- Born: 15 December 1930 (age 95) Boulogne-Billancourt, Hauts-de-Seine
- Education: Sorbonne, École nationale supérieure de chimie de Paris, Collège de France
- Awards: Wolf Prize in Chemistry (2001) The Ryoji Noyori Prize (2002)
- Scientific career
- Fields: Asymmetric catalysis
- Workplaces: Université Paris-Sud

= Henri B. Kagan =

French chemist (born 1930)

Henri Boris Kagan (born 15 December 1930) is currently an emeritus professor at the Université Paris-Sud in France. He is widely recognized as a pioneer in the field of asymmetric catalysis. His discoveries have had far-reaching impacts on the pharmaceutical industry.

He graduated from the Sorbonne and École nationale supérieure de chimie de Paris and carried out his PhD under J. Jacques at the Collège de France. Subsequently, he was a research associate with A. Horeau. He then moved to Université Paris-Sud, Orsay where he is emeritus professor. A landmark in his research was the development of C_{2}-symmetric ligands, e.g., DIOP for asymmetric catalysis. This discovery led to the discovery of many related ligands that support catalysts used in a variety of practical applications.

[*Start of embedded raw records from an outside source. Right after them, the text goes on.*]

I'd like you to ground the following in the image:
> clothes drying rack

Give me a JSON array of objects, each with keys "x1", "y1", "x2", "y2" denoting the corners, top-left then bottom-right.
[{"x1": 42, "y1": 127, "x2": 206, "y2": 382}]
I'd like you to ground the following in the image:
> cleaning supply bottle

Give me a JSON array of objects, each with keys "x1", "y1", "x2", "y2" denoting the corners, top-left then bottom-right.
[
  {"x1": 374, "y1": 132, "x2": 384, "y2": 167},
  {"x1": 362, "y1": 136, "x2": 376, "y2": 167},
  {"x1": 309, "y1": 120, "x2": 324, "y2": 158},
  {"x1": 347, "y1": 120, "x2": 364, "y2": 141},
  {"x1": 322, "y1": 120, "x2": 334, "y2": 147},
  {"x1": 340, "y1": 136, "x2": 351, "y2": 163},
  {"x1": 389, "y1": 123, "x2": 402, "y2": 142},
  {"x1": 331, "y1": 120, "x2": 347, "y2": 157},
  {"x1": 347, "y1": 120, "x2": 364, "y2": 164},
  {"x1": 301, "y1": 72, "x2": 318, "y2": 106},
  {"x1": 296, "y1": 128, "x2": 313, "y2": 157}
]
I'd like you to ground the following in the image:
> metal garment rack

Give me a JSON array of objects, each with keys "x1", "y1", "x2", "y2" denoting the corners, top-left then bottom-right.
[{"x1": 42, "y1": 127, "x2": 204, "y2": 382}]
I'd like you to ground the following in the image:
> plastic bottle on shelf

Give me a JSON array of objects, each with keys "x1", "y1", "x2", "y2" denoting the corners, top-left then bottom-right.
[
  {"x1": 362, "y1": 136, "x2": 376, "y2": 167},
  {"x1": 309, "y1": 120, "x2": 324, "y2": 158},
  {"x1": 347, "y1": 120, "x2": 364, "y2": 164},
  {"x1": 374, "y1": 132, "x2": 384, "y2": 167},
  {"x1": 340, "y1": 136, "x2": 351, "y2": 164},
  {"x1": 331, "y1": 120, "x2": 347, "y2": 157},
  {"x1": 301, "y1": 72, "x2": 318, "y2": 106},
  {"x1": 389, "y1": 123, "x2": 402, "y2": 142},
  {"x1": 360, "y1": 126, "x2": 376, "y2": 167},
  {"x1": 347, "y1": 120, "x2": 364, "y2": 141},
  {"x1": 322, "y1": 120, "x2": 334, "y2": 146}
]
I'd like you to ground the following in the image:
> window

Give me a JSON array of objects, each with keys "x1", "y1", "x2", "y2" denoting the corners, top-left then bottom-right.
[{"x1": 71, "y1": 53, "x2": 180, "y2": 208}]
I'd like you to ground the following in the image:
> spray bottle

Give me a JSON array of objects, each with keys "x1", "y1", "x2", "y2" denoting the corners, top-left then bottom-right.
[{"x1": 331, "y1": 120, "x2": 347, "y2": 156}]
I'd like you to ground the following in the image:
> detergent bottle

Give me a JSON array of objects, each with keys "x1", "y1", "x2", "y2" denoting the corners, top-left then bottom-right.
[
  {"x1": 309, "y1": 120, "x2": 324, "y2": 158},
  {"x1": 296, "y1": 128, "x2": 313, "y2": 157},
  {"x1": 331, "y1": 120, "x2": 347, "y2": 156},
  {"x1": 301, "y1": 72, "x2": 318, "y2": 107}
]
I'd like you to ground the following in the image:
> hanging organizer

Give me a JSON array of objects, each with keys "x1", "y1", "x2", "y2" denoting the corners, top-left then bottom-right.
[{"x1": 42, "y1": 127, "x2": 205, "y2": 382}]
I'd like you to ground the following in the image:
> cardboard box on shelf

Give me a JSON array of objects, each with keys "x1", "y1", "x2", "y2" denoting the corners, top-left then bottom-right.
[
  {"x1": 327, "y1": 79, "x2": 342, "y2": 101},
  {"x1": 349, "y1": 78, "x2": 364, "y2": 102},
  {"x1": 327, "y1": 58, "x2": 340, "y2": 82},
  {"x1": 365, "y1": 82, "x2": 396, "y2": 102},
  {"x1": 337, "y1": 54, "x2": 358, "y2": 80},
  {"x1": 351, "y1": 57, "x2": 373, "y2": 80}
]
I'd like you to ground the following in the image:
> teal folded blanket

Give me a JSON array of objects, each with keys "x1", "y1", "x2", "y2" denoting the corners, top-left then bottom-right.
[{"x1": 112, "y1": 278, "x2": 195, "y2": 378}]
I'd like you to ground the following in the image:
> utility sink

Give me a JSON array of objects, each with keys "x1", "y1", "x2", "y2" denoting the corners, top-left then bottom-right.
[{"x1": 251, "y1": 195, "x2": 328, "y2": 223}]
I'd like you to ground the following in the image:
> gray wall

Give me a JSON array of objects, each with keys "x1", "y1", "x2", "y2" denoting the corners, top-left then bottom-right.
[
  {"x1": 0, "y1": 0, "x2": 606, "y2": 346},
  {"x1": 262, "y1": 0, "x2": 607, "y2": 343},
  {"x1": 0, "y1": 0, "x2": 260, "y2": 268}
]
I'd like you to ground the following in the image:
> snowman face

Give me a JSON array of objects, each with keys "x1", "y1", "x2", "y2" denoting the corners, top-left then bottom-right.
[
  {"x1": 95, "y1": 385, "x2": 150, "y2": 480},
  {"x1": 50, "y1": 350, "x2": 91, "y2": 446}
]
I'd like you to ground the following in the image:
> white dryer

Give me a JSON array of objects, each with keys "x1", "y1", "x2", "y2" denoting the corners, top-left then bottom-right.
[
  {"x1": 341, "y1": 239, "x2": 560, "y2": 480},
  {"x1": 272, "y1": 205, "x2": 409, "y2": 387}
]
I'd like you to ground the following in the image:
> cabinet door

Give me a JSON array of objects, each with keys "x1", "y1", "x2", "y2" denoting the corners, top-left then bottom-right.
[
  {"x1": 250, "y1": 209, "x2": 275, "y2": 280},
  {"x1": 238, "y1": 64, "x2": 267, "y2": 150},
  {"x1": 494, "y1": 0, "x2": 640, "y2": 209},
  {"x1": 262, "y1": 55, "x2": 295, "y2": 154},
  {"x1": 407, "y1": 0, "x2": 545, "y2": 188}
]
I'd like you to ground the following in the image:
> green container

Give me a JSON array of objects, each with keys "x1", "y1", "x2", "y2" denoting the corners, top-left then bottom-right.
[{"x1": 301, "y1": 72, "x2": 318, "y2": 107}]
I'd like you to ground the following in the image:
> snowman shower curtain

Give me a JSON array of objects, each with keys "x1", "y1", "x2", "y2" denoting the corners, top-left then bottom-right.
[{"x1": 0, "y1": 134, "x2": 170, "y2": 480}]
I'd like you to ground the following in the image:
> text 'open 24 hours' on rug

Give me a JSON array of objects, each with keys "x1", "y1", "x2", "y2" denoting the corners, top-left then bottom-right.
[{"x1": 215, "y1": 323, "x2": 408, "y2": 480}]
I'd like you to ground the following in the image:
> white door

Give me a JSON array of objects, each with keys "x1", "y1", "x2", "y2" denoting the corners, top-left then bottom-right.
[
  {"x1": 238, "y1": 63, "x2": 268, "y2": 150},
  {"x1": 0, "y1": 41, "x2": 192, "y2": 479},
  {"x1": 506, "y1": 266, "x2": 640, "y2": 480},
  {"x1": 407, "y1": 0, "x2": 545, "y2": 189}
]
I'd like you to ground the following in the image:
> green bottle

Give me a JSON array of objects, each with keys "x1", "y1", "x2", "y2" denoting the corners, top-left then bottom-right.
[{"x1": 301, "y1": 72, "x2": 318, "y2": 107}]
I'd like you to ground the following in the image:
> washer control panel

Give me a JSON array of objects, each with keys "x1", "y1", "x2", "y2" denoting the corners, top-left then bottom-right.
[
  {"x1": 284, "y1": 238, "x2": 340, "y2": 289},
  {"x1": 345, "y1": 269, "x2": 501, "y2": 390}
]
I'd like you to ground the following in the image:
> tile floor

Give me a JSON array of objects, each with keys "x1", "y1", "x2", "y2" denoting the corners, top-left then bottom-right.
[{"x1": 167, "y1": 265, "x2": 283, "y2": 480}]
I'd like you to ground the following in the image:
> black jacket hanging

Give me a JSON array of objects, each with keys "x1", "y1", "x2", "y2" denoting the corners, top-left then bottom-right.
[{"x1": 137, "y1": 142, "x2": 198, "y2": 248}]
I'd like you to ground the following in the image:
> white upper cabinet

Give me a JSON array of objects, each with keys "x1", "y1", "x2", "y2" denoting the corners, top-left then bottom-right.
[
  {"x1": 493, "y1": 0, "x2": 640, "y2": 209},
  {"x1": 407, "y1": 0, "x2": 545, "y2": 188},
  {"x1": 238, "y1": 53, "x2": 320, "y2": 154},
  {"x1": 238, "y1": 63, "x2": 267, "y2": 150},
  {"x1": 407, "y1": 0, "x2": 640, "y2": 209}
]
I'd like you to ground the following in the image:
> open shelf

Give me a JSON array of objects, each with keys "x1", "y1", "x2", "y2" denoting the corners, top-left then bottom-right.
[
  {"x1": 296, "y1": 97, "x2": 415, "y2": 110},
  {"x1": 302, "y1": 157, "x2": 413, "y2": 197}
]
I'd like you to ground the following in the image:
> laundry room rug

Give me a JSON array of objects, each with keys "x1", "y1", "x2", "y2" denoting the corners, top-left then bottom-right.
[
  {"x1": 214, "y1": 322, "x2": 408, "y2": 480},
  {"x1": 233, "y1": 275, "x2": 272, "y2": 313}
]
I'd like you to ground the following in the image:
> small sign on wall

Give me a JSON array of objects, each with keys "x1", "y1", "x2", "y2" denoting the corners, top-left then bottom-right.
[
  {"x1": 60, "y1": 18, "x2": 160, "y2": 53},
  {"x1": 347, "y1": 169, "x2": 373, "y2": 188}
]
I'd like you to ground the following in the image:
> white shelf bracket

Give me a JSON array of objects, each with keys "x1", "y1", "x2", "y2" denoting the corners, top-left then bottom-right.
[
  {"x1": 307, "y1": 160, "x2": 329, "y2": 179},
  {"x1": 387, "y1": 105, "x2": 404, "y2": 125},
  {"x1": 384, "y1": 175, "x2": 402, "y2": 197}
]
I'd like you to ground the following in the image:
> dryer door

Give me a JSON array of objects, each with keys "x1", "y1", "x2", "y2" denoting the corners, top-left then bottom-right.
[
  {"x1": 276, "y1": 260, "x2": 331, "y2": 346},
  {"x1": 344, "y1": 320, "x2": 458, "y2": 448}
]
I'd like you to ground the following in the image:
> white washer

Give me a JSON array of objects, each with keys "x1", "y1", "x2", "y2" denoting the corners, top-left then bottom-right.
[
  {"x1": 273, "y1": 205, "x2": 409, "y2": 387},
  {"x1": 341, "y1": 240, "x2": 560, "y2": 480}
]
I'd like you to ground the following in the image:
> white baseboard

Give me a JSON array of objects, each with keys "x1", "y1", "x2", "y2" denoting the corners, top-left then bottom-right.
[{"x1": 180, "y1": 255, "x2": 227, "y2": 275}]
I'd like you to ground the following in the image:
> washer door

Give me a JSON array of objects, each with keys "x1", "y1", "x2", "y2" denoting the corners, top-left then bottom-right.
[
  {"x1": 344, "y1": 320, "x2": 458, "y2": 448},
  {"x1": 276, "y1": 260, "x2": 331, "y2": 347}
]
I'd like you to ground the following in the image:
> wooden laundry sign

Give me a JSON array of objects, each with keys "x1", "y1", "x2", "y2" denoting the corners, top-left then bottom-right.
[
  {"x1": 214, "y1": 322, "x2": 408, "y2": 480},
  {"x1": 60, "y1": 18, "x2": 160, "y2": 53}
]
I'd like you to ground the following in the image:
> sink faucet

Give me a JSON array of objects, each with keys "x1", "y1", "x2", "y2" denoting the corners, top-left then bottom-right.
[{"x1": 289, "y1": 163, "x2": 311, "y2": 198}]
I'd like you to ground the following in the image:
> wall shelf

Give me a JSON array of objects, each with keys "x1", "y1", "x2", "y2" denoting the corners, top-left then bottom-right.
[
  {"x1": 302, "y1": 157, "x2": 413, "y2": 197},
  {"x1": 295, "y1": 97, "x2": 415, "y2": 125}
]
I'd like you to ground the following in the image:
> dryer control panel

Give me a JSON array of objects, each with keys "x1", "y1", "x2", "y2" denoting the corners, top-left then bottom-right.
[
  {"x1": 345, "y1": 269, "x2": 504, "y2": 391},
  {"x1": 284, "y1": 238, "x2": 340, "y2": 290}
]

In 1986, he observed the first examples of nonlinear effects in asymmetric catalysis and developed mathematical models to describe the behavior of such catalysts. This was a major discovery, making non-linear effects a field of chemistry in its own right: not only are they a tool for understanding molecular mechanisms, but they are also discussed in the context of the origin of life (asymmetric amplification).

==Honors==
Kagan is a member of the French Academy of Sciences and has won many awards in the field including: Silver Medal of the French National Scientific Research Center, Prelog Medal, August-Wihelm-von Hoffman Medal, Nagoya Medal of Organic Chemistry, Tetrahedron Prize for Creativity in Organic Chemistry, Wolf Prize in Chemistry, Grand Prix de la Fondation de la Maison de la Chimie, Chevalier de la Légion d'honneur, JSPS Award for Eminent Scientists, Ryoji Noyori Prize, and the 2005 Benjamin Franklin Medal.

In 2001 controversy was caused when Kagan was not given the Nobel Prize which had been shared by K. Barry Sharpless of the Scripps Research Institute in La Jolla, California, Ryōji Noyori of Nagoya University, Japan, and William S. Knowles, formerly of Monsanto Company in St Louis, Missouri, for work on catalytic asymmetric synthesis. It was thought that as Kagan was one of the pioneers of the field he too should have been honoured. However, as the prize can be given to a maximum of three people he was left off.